# Wheel upgrades...



## RolandsuperX (17 Nov 2013)

Any suggestions people..?? Currently using Ksyrium Equipes so thought about Ksy Elite S`s!! .. but what about the Race 23s and 24s from wheelsmiths, read some amazing reviews... 

ps, clinchers only..


----------



## Spoked Wheels (17 Nov 2013)

What's the main use? How heavy? I'm guessing you don't want another set of what you already have. What's your budget?
There are quite a few post on the subject....


----------



## RolandsuperX (17 Nov 2013)

80-81kg ... decent paced long distance mixed terrian rides with alot of climbing.. 1/2 decent bike handler so not very hard on equipment..

Budget... max £700 exc tires etc..


----------



## VamP (17 Nov 2013)

Race use or not?

For racing, you HAVE to go tubular.


----------



## Pedrosanchezo (17 Nov 2013)

VamP said:


> Race use or not?
> 
> For racing, you HAVE to go tubular.


Speaking of Tubulars, how did your Farsports perform in your CX race? Review? 

As to the OP, you will really struggle to get a bad wheel set for £700. As above though, it depends on intended use. If it is for all year round bullet proof light wheels then something from wheelsmiths wouldn't be the worst idea in thew world. I can highly recommend the Ksyrium Elites you mentioned as my brother rides them year round on his Rose Xeon, they are bomb proof and nearly half your budget. I can also recommend somewthing like Fulcrum 1's and Fulcrum zero's for an all year round wheel set. Bomb proof would be my description and a shade under 1500grams these days. 

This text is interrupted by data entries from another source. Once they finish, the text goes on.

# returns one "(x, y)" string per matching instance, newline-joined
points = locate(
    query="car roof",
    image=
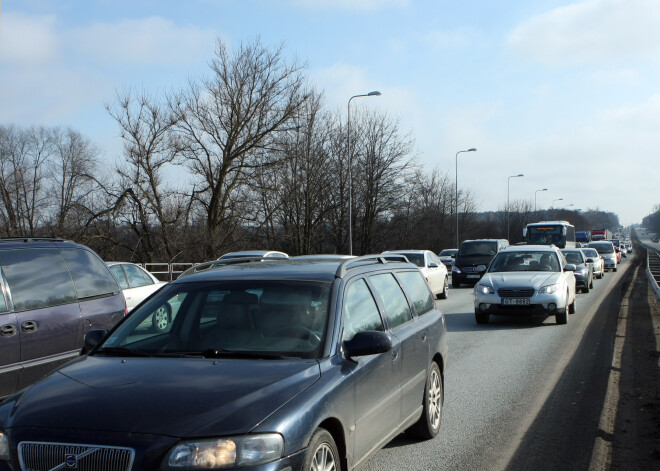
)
(530, 248)
(301, 270)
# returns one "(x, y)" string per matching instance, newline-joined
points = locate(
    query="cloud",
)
(361, 5)
(28, 41)
(150, 41)
(591, 31)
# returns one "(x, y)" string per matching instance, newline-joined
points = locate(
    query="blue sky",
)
(565, 92)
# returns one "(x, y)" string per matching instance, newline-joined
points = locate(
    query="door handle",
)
(29, 326)
(7, 330)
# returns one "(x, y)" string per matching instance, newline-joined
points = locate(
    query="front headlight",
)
(483, 289)
(219, 453)
(4, 447)
(549, 289)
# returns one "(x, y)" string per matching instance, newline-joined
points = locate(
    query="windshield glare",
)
(275, 317)
(525, 261)
(485, 249)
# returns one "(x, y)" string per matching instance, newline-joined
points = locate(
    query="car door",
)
(377, 393)
(412, 336)
(10, 347)
(46, 311)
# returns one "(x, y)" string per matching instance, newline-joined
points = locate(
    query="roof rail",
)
(368, 259)
(30, 239)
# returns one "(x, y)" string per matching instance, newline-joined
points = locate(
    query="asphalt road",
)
(520, 393)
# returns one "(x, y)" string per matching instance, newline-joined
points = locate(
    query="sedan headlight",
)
(483, 289)
(549, 289)
(218, 453)
(4, 447)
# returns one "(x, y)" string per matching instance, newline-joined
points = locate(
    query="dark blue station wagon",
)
(282, 365)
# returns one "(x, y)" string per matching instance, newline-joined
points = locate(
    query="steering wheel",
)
(307, 334)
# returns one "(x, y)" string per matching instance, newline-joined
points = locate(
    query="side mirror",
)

As Vamp says though, if you are racing then get Tubs. For the same money as clincher, they are lighter and offer superior ride quality - IMO. 
I am actually someone who doesn't mind using tubs year round on one of my bikes. Just carry a spare tub and/or some sealant. One man once said "life is too short not to ride tubs on a daily basis". As for the "what if you get two punctures argument", well how many cyclists carry two spare tubes for clinchers anyway? With tubs if you tape a spare to the bike and carry a can of sealant you should be set for most eventualities. 

If clinchers are your thing though then ignore the last paragraph. Happy shopping.


----------



## VamP (17 Nov 2013)

Pedrosanchezo said:


> Speaking of Tubulars, how did your Farsports perform in your CX race? Review?
> 
> As to the OP, you will really struggle to get a bad wheel set for £700. As above though, it depends on intended use. If it is for all year round bullet proof light wheels then something from wheelsmiths wouldn't be the worst idea in thew world. I can highly recommend the Ksyrium Elites you mentioned as my brother rides them year round on his Rose Xeon, they are bomb proof and nearly half your budget. I can also recommend somewthing like Fulcrum 1's and Fulcrum zero's for an all year round wheel set. Bomb proof would be my description and a shade under 1500grams these days.
> 
> ...



Only got to race them for the first time today. Be patient young Padawan, a review is on the way. With pictures and everything. Came third today, best result of season, so that gives a clue how the review might go 

@OP the tubs versus clinchers argument is a wash as far as I am concerned for road use, but for CX tubs rule supreme. For a lot of reasons that I can expand on if you are interested.


----------



## Pedrosanchezo (17 Nov 2013)

VamP said:


> Only got to race them for the first time today. Be patient young Padawan, a review is on the way. With pictures and everything. Came third today, best result of season, so that gives a clue how the review might go
> 
> @OP the tubs versus clinchers argument is a wash as far as I am concerned for road use, but for CX tubs rule supreme. For a lot of reasons that I can expand on if you are interested.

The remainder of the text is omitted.